Association of Metabolic Syndrome With Prevalence of Obstructive Sleep Apnea and Remission After Sleeve Gastrectomy

Yufei Chen, Lijia Chen, Lingxia Ye, Jiabin Jin, Yingkai Sun, Ling Zhang, Shaoqian Zhao, Yifei Zhang, Weiqing Wang, Weiqiong Gu, Jie Hong, Yufei Chen, Lijia Chen, Lingxia Ye, Jiabin Jin, Yingkai Sun, Ling Zhang, Shaoqian Zhao, Yifei Zhang, Weiqing Wang, Weiqiong Gu, Jie Hong

Abstract

Obesity is an important risk factor for metabolic syndrome and obstructive sleep apnea (OSA). Bariatric surgery has been shown to effectively reduce weight and obesity-related comorbidities. However, the prevalence and severity of OSA in obese patients with different baseline metabolic states and the improvements of OSA after bariatric surgery remain unknown. The main aims of this study were to ascertain the prevalence of OSA in young Chinese obese patients with different metabolic states and to evaluate their respective OSA remission after laparoscopic sleeve gastrectomy. We first performed a cross-sectional study involving 123 metabolically healthy obese patients and 200 metabolically unhealthy obese patients (who had the same age and BMI ranges) to estimate the prevalence of OSA at baseline. Then we performed a retrospective study, which was registered at ClinicalTrials.gov (ref. NCT02653430) of 67 patients who underwent laparoscopic sleeve gastrectomy to evaluate the remission of OSA. Metabolically healthy and unhealthy obese patients had similar apnea-hypopnea index levels (16.6 ± 22.0 vs. 16.7 ± 18.7 events/h, P = 0.512) and prevalence of OSA (66.7% vs. 69.0%, P = 0.662). Male sex, age, waist circumference and lower liver-to-spleen ratio were independent risk factors for OSA. After laparoscopic sleeve gastrectomy, no difference was found in the decrease in body mass index (BMI) change (10.8 ± 4.8 vs. 10.8 ± 3.0 kg/m2, P = 0.996) or the decrease in the apnea-hypopnea index (18.9 ± 24.6 vs. 17.0 ± 24.0 events/h, P = 0.800). The remission of moderate-to-severe OSA was observed in the MHO (36.3%; 54.5-18.2%, P = 0.125) and MUO (32.2%; 66.1-33.9%, P = 0.001) patients. These results suggest that, in patients with obesity, metabolic syndrome does not add extra risk for the prevalence or severity of OSA. Both metabolically healthy and unhealthy obese patients could benefit equally from laparoscopic sleeve gastrectomy in terms of weight loss and obstructive sleep apnea remission.

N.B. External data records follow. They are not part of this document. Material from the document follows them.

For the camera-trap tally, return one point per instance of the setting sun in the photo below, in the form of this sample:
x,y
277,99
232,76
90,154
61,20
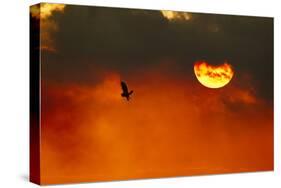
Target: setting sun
x,y
213,76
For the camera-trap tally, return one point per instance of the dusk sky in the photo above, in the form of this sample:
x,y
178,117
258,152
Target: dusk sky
x,y
173,125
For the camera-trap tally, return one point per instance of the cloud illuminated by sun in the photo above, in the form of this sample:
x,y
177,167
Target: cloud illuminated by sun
x,y
213,76
45,10
173,15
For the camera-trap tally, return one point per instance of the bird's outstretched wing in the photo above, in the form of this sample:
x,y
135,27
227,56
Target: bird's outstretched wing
x,y
124,87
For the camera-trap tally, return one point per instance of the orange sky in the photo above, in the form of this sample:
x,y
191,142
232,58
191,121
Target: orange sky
x,y
171,127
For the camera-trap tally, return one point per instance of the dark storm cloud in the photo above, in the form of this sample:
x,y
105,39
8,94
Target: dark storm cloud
x,y
126,40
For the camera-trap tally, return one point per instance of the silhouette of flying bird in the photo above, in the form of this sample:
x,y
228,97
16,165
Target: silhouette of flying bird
x,y
125,90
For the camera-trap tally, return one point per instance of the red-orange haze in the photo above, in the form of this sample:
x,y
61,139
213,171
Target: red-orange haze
x,y
171,127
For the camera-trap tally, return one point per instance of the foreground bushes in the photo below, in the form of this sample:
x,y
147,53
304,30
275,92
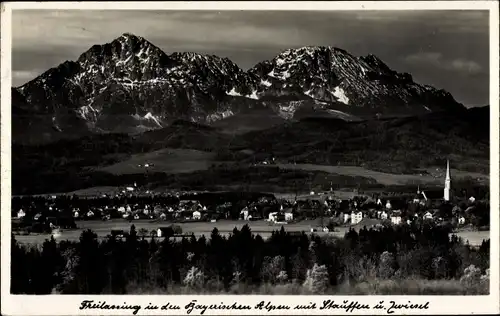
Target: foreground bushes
x,y
400,260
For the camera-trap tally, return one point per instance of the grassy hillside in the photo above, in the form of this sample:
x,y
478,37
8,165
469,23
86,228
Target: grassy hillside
x,y
392,145
399,145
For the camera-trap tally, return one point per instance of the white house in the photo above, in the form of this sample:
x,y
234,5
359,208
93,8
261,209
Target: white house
x,y
383,215
244,212
196,215
461,220
396,219
272,216
347,217
356,217
428,215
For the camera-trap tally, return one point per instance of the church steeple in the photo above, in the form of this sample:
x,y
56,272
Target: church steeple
x,y
447,182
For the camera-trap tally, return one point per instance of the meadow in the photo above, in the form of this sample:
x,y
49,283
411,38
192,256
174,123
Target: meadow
x,y
394,260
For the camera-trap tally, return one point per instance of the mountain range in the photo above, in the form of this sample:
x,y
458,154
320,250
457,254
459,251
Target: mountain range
x,y
131,86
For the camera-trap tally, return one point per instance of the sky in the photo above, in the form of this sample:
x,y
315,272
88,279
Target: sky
x,y
446,49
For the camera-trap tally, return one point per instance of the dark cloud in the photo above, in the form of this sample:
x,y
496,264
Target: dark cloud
x,y
447,49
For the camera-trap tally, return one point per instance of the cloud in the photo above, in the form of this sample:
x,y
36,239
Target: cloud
x,y
436,59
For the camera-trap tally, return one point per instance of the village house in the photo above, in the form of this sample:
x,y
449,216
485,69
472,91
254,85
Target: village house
x,y
347,217
288,214
388,205
461,220
196,215
428,216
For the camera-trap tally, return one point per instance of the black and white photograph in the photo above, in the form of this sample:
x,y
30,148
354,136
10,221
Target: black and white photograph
x,y
250,152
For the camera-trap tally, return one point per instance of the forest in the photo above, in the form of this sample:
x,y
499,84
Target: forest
x,y
400,260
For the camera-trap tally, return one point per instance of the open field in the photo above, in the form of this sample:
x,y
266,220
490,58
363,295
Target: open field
x,y
225,227
430,177
164,160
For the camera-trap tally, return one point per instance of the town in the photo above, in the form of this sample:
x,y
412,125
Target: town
x,y
330,209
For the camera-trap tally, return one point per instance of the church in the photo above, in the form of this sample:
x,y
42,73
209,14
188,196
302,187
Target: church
x,y
431,195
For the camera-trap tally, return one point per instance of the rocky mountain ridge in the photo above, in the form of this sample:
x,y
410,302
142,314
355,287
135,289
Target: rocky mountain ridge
x,y
130,85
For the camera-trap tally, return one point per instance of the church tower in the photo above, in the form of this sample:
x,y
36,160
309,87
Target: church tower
x,y
447,182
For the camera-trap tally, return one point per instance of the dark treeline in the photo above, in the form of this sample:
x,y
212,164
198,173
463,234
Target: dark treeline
x,y
217,263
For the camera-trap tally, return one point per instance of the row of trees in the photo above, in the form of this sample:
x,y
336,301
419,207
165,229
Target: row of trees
x,y
216,264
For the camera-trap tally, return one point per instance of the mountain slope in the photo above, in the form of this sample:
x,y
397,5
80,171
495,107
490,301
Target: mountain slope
x,y
130,85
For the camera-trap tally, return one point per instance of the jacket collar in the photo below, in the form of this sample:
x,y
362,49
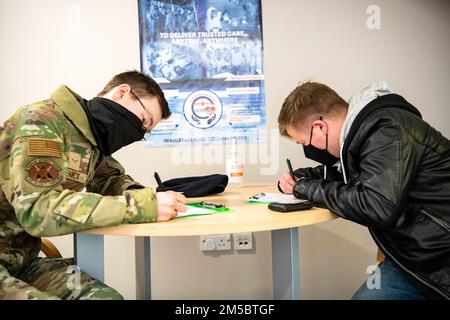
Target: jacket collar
x,y
70,104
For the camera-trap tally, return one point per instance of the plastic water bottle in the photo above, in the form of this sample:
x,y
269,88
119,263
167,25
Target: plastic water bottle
x,y
234,166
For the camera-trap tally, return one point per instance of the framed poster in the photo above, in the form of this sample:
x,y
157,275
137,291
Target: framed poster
x,y
207,56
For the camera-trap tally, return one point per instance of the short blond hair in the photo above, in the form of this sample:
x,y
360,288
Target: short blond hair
x,y
306,100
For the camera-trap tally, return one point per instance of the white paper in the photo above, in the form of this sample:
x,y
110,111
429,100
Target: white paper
x,y
268,197
195,211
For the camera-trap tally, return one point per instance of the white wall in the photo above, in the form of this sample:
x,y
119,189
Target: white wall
x,y
42,47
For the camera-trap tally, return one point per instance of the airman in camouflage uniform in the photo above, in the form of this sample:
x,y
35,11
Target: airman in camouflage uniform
x,y
48,156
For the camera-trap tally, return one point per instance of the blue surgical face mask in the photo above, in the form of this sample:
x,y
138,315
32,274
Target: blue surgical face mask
x,y
320,155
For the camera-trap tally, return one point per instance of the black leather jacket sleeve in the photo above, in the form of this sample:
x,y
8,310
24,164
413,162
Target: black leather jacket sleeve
x,y
317,173
375,197
313,173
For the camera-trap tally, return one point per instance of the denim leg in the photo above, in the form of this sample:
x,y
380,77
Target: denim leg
x,y
393,286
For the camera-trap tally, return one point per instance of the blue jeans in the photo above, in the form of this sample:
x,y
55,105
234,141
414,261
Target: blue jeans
x,y
393,285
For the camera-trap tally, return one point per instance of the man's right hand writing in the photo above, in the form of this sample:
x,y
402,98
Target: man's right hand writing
x,y
169,203
286,183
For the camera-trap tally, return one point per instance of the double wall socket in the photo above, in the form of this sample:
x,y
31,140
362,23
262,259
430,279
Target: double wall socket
x,y
242,241
215,242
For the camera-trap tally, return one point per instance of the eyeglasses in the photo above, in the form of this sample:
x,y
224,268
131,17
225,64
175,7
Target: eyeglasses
x,y
148,113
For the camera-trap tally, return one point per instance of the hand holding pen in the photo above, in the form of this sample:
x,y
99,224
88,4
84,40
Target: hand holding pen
x,y
288,179
169,202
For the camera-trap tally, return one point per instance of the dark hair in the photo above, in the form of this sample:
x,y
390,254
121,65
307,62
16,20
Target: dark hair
x,y
142,85
308,99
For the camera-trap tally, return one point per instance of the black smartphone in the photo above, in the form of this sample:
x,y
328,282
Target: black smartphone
x,y
288,207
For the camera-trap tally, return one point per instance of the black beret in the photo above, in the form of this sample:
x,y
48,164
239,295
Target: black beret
x,y
196,186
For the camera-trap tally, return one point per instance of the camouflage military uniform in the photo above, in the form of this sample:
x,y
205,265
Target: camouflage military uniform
x,y
54,183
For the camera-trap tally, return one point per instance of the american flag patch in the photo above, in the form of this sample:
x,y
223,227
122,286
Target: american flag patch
x,y
43,147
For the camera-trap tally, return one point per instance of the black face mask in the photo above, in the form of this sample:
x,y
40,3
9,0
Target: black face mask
x,y
112,124
319,155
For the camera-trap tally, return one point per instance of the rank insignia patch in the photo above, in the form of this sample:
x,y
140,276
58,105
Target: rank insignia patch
x,y
43,173
43,147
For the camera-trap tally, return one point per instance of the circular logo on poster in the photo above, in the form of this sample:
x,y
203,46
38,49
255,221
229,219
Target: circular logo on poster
x,y
203,109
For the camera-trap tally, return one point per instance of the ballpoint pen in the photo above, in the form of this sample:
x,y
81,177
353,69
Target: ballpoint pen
x,y
290,169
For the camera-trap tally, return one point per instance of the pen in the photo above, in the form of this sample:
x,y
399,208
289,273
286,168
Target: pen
x,y
290,169
158,180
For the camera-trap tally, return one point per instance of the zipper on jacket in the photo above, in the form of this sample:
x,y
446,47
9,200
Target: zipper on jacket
x,y
418,277
437,220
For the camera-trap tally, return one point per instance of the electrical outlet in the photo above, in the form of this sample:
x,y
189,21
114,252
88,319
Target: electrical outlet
x,y
215,242
243,241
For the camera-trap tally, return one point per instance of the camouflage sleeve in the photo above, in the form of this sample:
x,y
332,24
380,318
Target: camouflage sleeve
x,y
110,178
44,208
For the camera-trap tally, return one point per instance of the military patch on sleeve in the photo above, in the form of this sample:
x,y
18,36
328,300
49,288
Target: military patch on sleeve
x,y
44,147
43,173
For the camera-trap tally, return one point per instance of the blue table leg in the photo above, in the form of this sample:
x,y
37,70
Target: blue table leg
x,y
143,268
285,264
90,255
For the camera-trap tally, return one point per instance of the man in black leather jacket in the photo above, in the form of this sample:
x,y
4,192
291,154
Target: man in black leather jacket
x,y
384,168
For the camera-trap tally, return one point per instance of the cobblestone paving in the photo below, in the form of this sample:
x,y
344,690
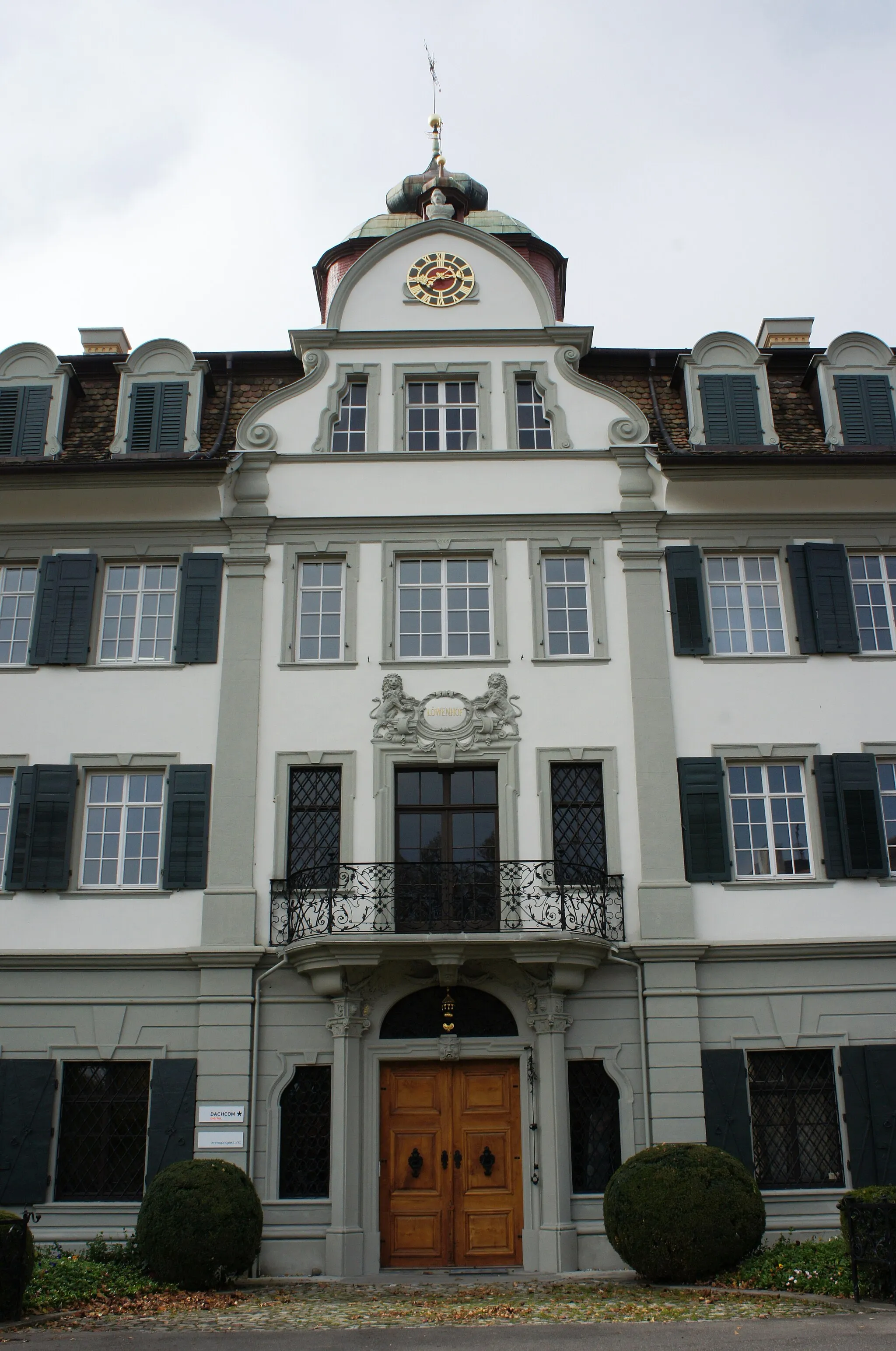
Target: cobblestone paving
x,y
328,1305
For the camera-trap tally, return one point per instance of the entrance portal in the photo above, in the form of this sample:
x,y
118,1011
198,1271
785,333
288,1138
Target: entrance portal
x,y
451,1172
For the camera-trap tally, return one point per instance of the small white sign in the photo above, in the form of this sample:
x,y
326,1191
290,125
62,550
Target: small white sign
x,y
221,1115
221,1139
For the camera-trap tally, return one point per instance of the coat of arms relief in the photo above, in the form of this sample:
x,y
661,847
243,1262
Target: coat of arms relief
x,y
445,718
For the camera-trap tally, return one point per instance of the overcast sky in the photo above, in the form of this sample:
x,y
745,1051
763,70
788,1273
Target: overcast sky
x,y
178,167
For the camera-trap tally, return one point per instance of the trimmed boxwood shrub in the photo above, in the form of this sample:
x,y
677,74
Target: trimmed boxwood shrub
x,y
200,1223
683,1212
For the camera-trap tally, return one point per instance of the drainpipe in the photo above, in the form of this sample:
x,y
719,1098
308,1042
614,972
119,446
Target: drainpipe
x,y
645,1073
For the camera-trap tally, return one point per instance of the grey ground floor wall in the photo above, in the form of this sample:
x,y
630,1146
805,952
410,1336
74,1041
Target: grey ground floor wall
x,y
180,1006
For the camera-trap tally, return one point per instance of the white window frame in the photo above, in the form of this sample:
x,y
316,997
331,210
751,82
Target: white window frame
x,y
6,595
473,556
744,584
126,775
774,876
134,660
302,562
590,627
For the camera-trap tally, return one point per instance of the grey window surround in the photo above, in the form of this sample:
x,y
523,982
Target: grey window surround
x,y
537,371
283,764
606,756
444,546
326,550
592,546
764,751
477,371
345,373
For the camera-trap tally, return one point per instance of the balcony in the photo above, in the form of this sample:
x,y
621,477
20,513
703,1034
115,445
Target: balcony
x,y
522,898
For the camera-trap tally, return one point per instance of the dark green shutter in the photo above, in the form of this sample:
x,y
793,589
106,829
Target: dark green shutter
x,y
172,1115
41,828
199,608
861,817
687,602
61,634
26,1126
867,410
802,599
726,1104
158,418
830,815
187,827
704,821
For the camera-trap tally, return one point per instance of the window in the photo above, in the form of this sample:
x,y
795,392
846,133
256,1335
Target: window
x,y
122,830
745,600
315,800
594,1126
578,817
304,1134
796,1139
24,419
565,583
442,415
350,429
103,1119
875,595
17,608
867,410
321,612
768,814
445,607
533,429
887,780
138,612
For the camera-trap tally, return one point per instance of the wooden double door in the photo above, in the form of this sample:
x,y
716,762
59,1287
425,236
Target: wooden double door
x,y
451,1172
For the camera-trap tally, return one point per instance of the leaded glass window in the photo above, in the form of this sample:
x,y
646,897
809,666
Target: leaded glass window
x,y
103,1122
304,1134
745,600
796,1138
770,818
594,1126
350,429
442,414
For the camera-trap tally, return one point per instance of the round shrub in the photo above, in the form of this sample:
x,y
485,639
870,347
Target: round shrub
x,y
683,1212
199,1225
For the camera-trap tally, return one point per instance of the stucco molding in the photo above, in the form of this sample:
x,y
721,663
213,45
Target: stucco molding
x,y
426,230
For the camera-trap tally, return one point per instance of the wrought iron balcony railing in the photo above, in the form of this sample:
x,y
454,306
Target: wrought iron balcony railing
x,y
479,898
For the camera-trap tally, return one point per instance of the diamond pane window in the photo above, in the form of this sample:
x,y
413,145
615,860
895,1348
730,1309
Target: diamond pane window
x,y
796,1138
745,600
442,415
138,612
315,802
770,818
565,584
875,595
887,780
445,607
350,429
533,429
321,610
304,1134
594,1126
103,1120
122,830
17,607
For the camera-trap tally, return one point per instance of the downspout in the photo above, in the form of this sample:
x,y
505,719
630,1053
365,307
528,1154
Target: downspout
x,y
645,1073
665,435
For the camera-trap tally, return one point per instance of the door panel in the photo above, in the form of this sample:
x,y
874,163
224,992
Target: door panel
x,y
466,1206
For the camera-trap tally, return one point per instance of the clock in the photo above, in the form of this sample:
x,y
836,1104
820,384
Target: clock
x,y
441,280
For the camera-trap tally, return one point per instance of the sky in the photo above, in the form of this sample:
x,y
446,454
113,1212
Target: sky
x,y
178,167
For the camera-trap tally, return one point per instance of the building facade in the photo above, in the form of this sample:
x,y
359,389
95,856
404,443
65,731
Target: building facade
x,y
488,766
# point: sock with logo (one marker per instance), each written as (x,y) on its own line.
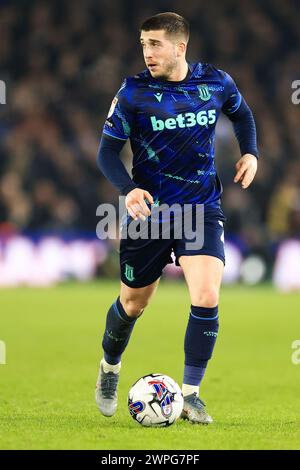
(117,332)
(199,342)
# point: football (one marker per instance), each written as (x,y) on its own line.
(155,400)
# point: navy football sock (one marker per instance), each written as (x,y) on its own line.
(200,338)
(117,332)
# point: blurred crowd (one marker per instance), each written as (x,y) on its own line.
(63,61)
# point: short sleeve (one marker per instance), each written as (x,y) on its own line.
(119,120)
(233,97)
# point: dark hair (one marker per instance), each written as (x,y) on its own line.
(170,22)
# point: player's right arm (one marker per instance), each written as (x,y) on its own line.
(116,131)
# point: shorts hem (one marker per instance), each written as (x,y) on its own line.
(204,252)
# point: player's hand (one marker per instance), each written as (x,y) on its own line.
(136,205)
(246,169)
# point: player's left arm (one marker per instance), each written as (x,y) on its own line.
(237,110)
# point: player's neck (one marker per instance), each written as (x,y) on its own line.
(180,73)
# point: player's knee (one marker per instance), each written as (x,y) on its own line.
(134,307)
(208,298)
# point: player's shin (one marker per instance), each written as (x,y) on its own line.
(117,332)
(200,338)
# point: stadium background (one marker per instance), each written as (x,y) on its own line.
(62,63)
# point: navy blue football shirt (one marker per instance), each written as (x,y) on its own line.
(171,127)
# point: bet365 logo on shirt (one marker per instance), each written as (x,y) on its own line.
(203,118)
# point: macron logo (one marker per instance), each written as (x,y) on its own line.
(203,118)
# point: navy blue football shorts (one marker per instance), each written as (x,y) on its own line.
(142,260)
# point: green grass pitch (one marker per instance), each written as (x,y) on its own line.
(53,345)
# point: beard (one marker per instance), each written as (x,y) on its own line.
(168,69)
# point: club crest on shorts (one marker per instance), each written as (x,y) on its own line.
(112,107)
(129,272)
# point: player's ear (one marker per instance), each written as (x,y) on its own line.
(181,49)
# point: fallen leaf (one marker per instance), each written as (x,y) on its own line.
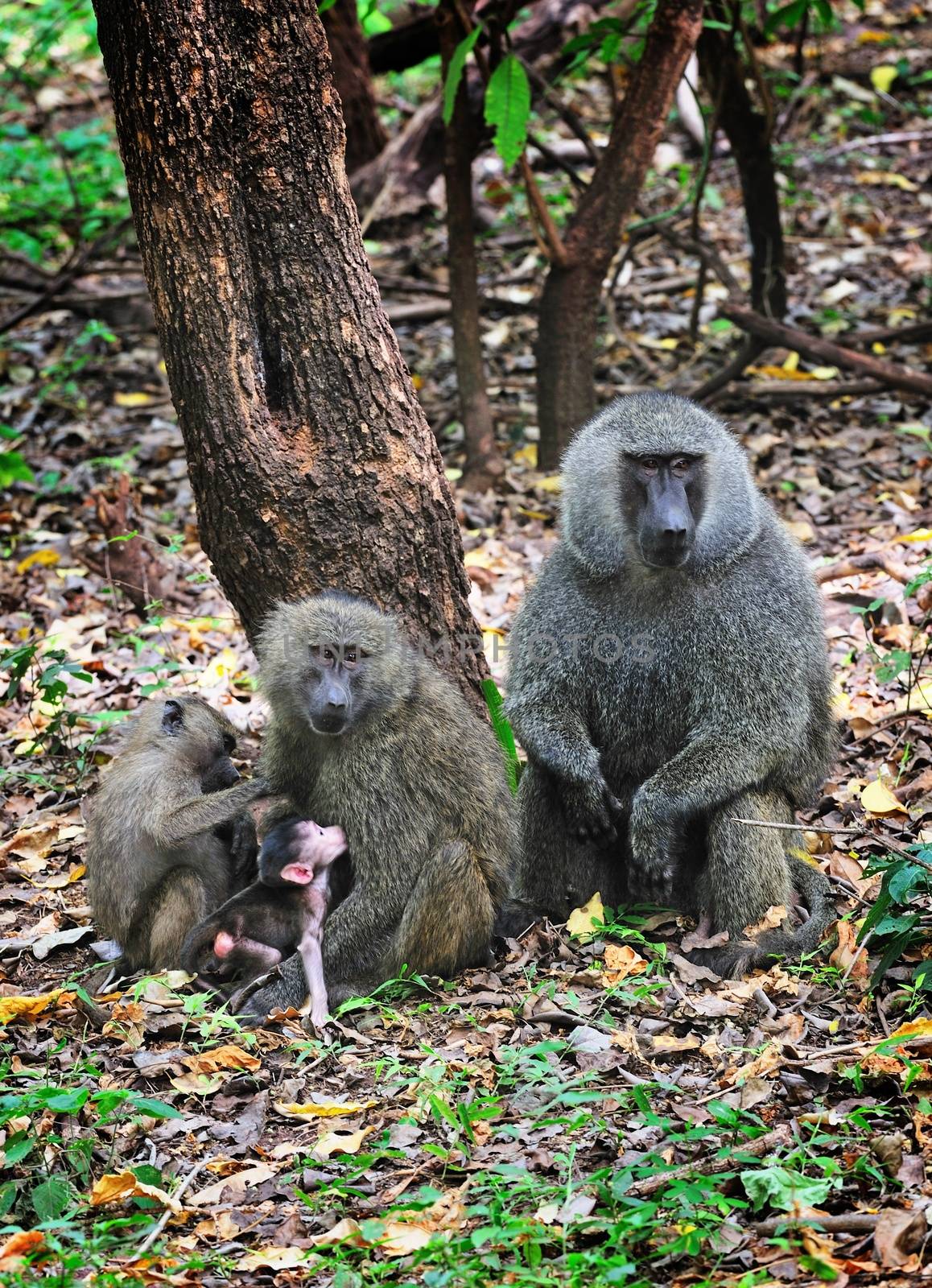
(38,559)
(276,1259)
(344,1232)
(882,77)
(221,1058)
(621,961)
(878,799)
(887,180)
(581,921)
(341,1141)
(30,1008)
(848,952)
(232,1187)
(115,1187)
(324,1109)
(14,1249)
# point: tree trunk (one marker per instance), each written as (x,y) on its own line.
(748,133)
(414,159)
(311,459)
(366,135)
(571,300)
(483,463)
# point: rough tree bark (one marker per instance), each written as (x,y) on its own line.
(748,133)
(311,459)
(569,306)
(483,463)
(366,135)
(414,159)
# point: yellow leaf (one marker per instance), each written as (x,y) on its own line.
(341,1141)
(287,1257)
(38,559)
(14,1251)
(23,1008)
(322,1109)
(221,667)
(138,399)
(526,455)
(912,1032)
(221,1058)
(621,961)
(199,1084)
(402,1238)
(344,1232)
(887,178)
(581,921)
(882,77)
(878,799)
(231,1189)
(124,1185)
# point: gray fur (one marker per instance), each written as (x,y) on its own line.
(418,785)
(717,704)
(159,860)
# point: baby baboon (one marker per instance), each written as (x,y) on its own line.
(279,914)
(366,733)
(667,674)
(167,835)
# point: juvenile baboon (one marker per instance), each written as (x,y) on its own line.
(667,674)
(167,835)
(279,914)
(366,733)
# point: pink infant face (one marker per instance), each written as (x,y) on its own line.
(318,848)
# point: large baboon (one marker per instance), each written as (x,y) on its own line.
(668,674)
(169,837)
(366,733)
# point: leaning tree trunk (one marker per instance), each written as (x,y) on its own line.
(311,459)
(349,52)
(483,463)
(748,133)
(571,294)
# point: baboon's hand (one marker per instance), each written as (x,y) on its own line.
(654,835)
(591,811)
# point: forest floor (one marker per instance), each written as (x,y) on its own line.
(592,1109)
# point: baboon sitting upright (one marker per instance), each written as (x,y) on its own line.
(169,837)
(667,674)
(367,734)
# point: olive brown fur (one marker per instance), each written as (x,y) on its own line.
(412,776)
(169,837)
(657,702)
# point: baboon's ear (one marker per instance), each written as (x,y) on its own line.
(173,716)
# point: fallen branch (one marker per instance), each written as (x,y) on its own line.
(798,390)
(768,1144)
(843,1223)
(856,564)
(824,351)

Keywords: laparoscopic sleeve gastrectomy; metabolic syndrome; metabolically healthy obesity; metabolically unhealthy obesity; obstructive sleep apnea.

Conflict of interest statement

The authors declare that the research was conducted in the absence of any commercial or financial relationships that could be construed as a potential conflict of interest.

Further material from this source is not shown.